The Packaging Solution Center is the newest division of Atlantic Corporation, a family-owned company that started as a small-town newspaper in 1946, and because of its on-site printing press, quickly became a resource for other businesses in the region.
Rusty Carter, CEO, Atlantic Corp.:
That printing capability ultimately expanded into what we now call our printing and graphics business. The textile industry needed lots of packaging products. Some of those products could be fabricated on printing equipment without heat. And so that led to what we now call our industrial converting business. And we had a small office supply company, and that supply business led to what we now call Atlantic Distribution
We could not have begun to move from that small company to the company we are today without the strong support of Wells Fargo.
John Ward, Wells Fargo Wholesale Banking:
We’ve been fortunate to grow the relationship significantly over the years as the company has expanded into new facilities, new geographies across the U.S., and taken on new product lines.
Now, with the solution center, the company is continuing to grow by providing high performance packaging innovations to e-commerce and other businesses.
We wanted this facility to be the face of our company moving forward. We felt like we needed one central point to really showcase how we are different and that we truly are invested in the science of packaging.
John Anderson, Wells Fargo Wholesale Banking:
This is a very consultative solution center where they can bring ideas to clients and prospects.
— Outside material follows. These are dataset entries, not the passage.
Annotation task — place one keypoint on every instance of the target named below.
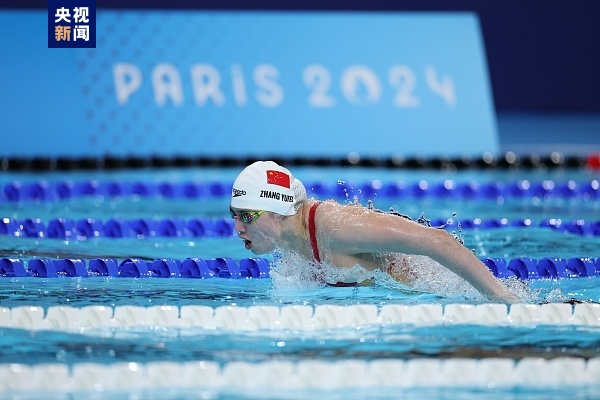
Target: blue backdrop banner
(248, 83)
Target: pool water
(229, 346)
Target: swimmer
(271, 212)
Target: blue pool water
(148, 345)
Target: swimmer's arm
(385, 233)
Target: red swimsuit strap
(312, 231)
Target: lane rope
(487, 160)
(525, 268)
(204, 227)
(296, 317)
(18, 191)
(264, 377)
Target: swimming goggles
(246, 216)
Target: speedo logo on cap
(278, 178)
(238, 193)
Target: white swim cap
(264, 185)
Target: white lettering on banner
(360, 86)
(128, 79)
(358, 79)
(444, 89)
(206, 81)
(239, 85)
(317, 78)
(167, 84)
(403, 80)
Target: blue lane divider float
(223, 267)
(63, 190)
(85, 228)
(524, 268)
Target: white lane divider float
(267, 376)
(296, 317)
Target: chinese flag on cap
(278, 178)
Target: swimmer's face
(261, 234)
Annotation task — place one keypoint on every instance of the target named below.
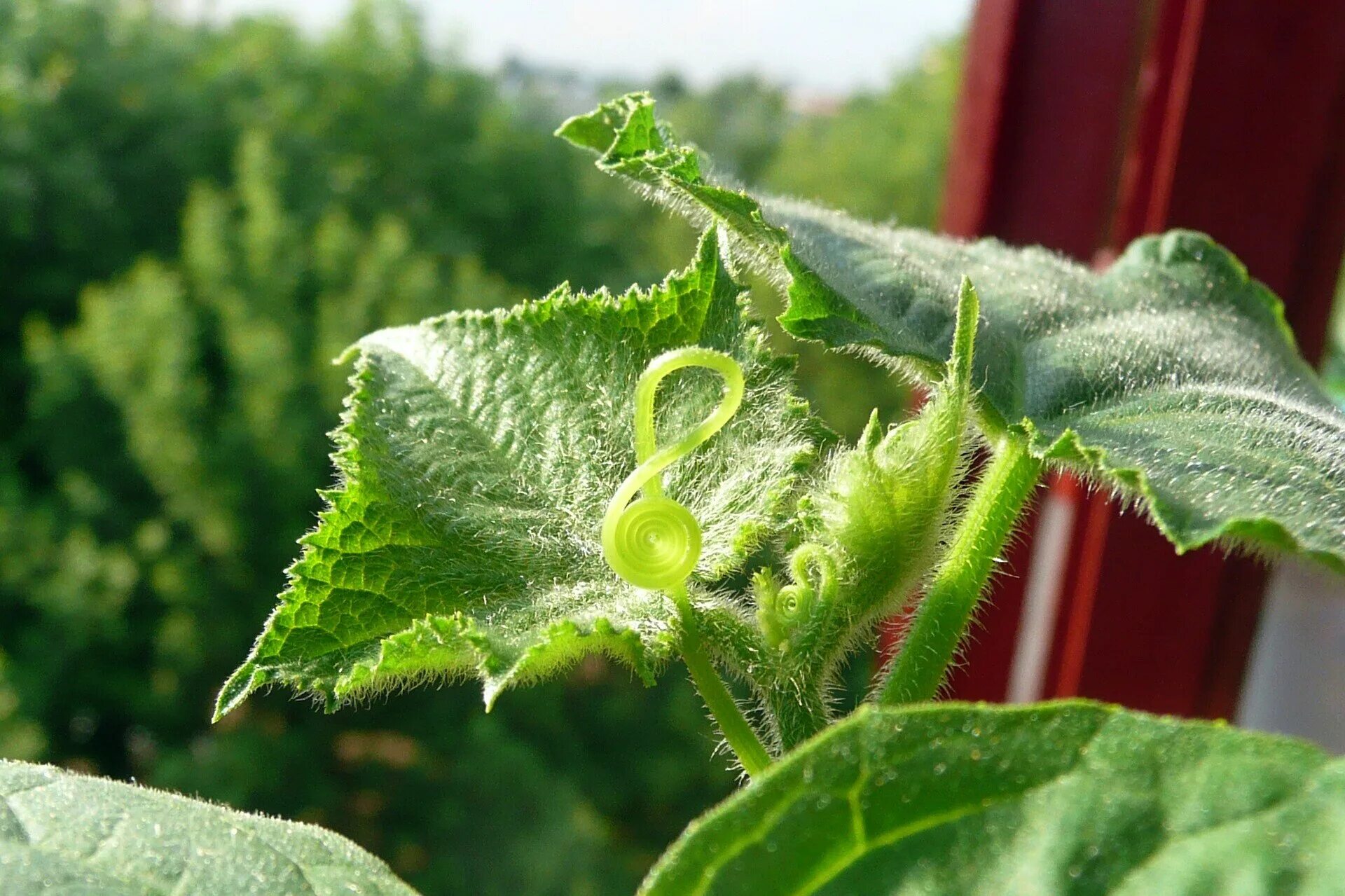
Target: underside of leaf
(1171, 377)
(476, 457)
(1056, 798)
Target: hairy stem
(799, 713)
(738, 732)
(946, 612)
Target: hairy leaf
(1171, 377)
(478, 454)
(1055, 798)
(64, 833)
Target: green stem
(736, 729)
(950, 603)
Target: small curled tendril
(653, 541)
(782, 611)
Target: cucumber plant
(633, 475)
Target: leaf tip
(237, 689)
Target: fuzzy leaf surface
(476, 457)
(947, 799)
(65, 833)
(1172, 375)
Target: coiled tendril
(780, 611)
(656, 542)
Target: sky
(853, 43)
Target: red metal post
(1045, 100)
(1242, 135)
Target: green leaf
(478, 454)
(1171, 377)
(64, 833)
(1054, 798)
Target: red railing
(1083, 125)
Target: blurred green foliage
(194, 221)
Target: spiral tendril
(653, 541)
(783, 611)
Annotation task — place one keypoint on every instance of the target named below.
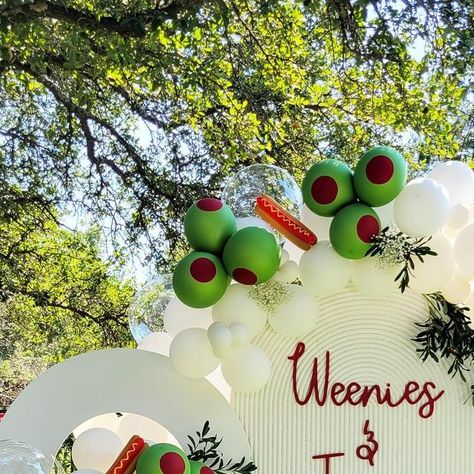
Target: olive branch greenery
(447, 334)
(395, 248)
(204, 448)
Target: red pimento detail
(206, 470)
(244, 276)
(379, 169)
(367, 228)
(324, 190)
(209, 204)
(172, 463)
(203, 270)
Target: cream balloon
(178, 317)
(158, 342)
(457, 289)
(374, 280)
(323, 271)
(318, 224)
(421, 208)
(237, 306)
(131, 424)
(247, 369)
(96, 448)
(435, 272)
(464, 250)
(297, 315)
(457, 178)
(191, 353)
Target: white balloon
(464, 250)
(457, 289)
(158, 342)
(131, 424)
(252, 221)
(191, 353)
(109, 421)
(297, 316)
(458, 217)
(220, 337)
(318, 224)
(373, 280)
(457, 178)
(96, 448)
(385, 214)
(178, 317)
(323, 271)
(421, 208)
(218, 380)
(436, 271)
(247, 369)
(237, 306)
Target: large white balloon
(97, 449)
(318, 224)
(297, 315)
(247, 369)
(421, 208)
(457, 178)
(158, 342)
(458, 289)
(436, 271)
(373, 280)
(323, 271)
(178, 317)
(464, 250)
(237, 306)
(191, 353)
(131, 424)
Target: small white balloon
(247, 369)
(458, 217)
(220, 337)
(191, 353)
(178, 317)
(131, 424)
(374, 280)
(158, 342)
(240, 334)
(237, 306)
(435, 272)
(318, 224)
(252, 221)
(421, 208)
(323, 271)
(297, 315)
(96, 448)
(457, 178)
(458, 289)
(464, 250)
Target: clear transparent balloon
(17, 457)
(147, 309)
(242, 189)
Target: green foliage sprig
(204, 448)
(396, 248)
(447, 334)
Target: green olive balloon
(353, 229)
(200, 280)
(163, 458)
(208, 224)
(252, 256)
(328, 187)
(379, 176)
(200, 468)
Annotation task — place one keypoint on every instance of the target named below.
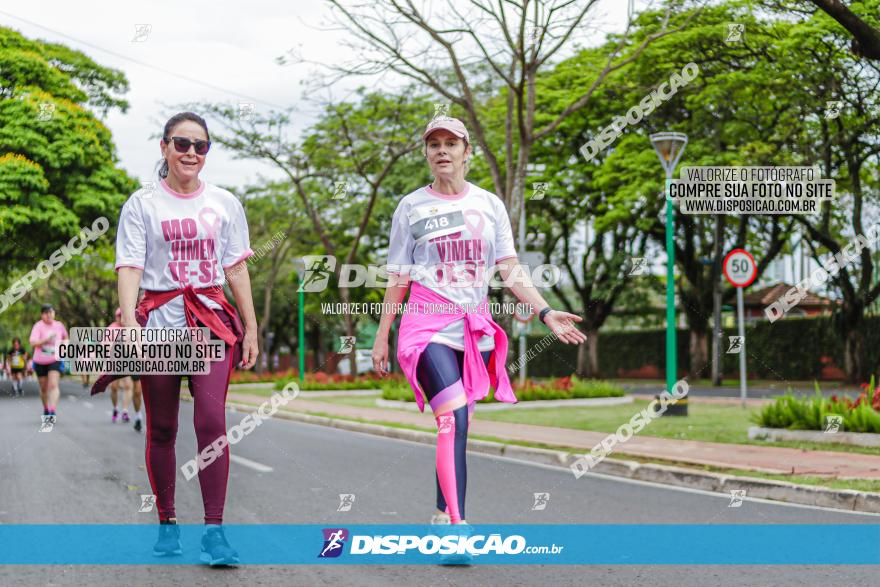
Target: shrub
(810, 413)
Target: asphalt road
(88, 470)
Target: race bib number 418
(427, 222)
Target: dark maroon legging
(162, 402)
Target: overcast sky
(232, 46)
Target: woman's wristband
(543, 313)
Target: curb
(843, 499)
(852, 438)
(583, 402)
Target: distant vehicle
(364, 362)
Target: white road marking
(259, 467)
(558, 469)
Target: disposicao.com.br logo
(334, 540)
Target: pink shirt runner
(45, 354)
(418, 325)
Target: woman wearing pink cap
(46, 335)
(445, 239)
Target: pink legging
(162, 402)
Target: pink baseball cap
(453, 125)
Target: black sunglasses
(182, 145)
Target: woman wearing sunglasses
(180, 243)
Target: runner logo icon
(334, 540)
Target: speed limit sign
(740, 268)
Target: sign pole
(743, 392)
(740, 270)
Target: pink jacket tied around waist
(420, 323)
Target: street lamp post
(669, 147)
(300, 266)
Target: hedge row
(791, 348)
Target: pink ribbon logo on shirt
(476, 229)
(210, 221)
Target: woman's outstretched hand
(562, 324)
(249, 349)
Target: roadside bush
(810, 413)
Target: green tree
(58, 164)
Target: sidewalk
(778, 460)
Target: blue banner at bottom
(655, 544)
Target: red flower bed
(867, 397)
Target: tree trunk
(592, 345)
(853, 353)
(699, 345)
(345, 294)
(583, 369)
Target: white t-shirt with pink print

They’re in the business of really helping their clients think ahead of the curve and being proactive.
All of the sudden, we’re a pretty big player in e-comm now. I mean, we’ve got 10 or 12 majors, names that you guys would know very well, and a lot of that is because of this facility.
We all know that the economy continues to grow in the e-commerce business and they’ve really evolved as a leader in that with their solutions and their equipment that they can provide to their customers. So this just really continues to fit in the growth strategy of the company.
We’ve had a long and fantastic relationship with Wells Fargo. I’ve always felt like those guys understand our business, understand how we’re different in our industry and really support that.